What to do if someone falls in or gets trapped in flood water?
- Do not go after the victim!
- Use a flotation device. If possible throw the victim something to help them float, such as a spare tyre, a large ball, water cans, large water bottles, rope, clothing items that can be made into a rope etc.
- Call for Help
The most important tip? Know your swimming and water safety skills. It is more than just a sport – it is a life skill and a life saving one!
AFTER THE FLOODS
- Wait until authorities have declared the area safe before entering a flood zone. Before entering your house, wait until water has fallen below floor level.
- Indoors or out, under flooded or damaged conditions, treat every electrical item with the greatest respect. Every source of electricity can be extremely dangerous under flood conditions.
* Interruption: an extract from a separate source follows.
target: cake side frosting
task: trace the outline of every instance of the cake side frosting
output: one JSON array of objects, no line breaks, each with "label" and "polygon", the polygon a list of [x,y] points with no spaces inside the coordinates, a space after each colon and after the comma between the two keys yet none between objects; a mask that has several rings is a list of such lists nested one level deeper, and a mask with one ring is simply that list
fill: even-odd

An energised electrical wire or pole partially or totally submerged in water can create an electrical field in the water that will cause a serious electrical shock hazard.
- Wear rubber boots (or at least rubber-soled shoes) and rubber or leather gloves.
- On entering your home, move around slowly and carry a torch as you inspect for damage. Watch for loose floor boards, holes in the floor, protruding nails, and sagging ceiling areas.
- Do not turn on any lights or appliances until a qualified electrician has checked the entire electrical distribution system.
- Do not smoke or use open flames.
- Keep a look out for snakes.
- Drink only boiled or bottled water.
(Compiled from Royal Life Saving Society, Commonfloor, Emergency Management Australia, Susquehanna Flood Forecast and Warning System.)